There are two business models in every loan. Both involve force. When we borrow money, we agree to one of these two models: collateral protection insurance. When we sign a loan contract, we almost always agree to keep insurance in place to protect the lender's interest in the collateral we pledge to get the loan. We further agree that if that insurance ends for any reason, then the lender can force-place insurance to protect its interest in our collateral, and bill us for the new premium.
This book focuses on lender force-placed insurance under residential mortgage loans. The book establishes from the outset that virtually all of the loans we make include our agreement to lender force-placed insurance at our expense.

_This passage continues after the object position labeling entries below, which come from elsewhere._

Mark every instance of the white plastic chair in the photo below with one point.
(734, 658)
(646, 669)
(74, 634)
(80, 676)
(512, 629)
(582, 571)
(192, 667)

When we sign loan contracts, we do not usually agree, however, that lenders can take commissions and reinsurance premiums and make other charges, and then have the lender-placed insurance company include these revenues in the premium, and expect us to pay the total bill for this "premium".
The research behind this book rests on public records concerning lender force-placed insurance. It also includes commentary on the issues in newspapers, books, and magazines. For the first time so far as is known to the author, it also includes a thorough review of the Court Files in lender force-placed insurance cases including the National Mortgage Settlement Court File. To the extent that these materials are publicly available, they are available if at all on the Federal Court's electronic Court files offering public access to electronic records ("PACER"). The great majority of LFPI cases are in Federal Courts. Many materials are available in the Court Files despite secrecy obstacles including stipulated "confidentiality" Orders.
Both business models, the one involving open agreements and the other involving alleged extra charges, are functioning today. Part of those models involves a practice of settling LFPI claims rather than trying them in Court or contesting them before administrative agencies. Settlements in these matters never end the practices; settlements only include a temporary moratorium on these practices.
The National Mortgage Settlement did not require anyone to end LFPI practices. It only required that LFPI practices be suspended for a short time. Settlements in individual cases similarly include only a moratorium on LFPI practices for a short time, not a prohibition for all time.
This book concludes with a series of potential recommendations on ending the alleged abuse of LFPI as a way of doing business anywhere in the United States.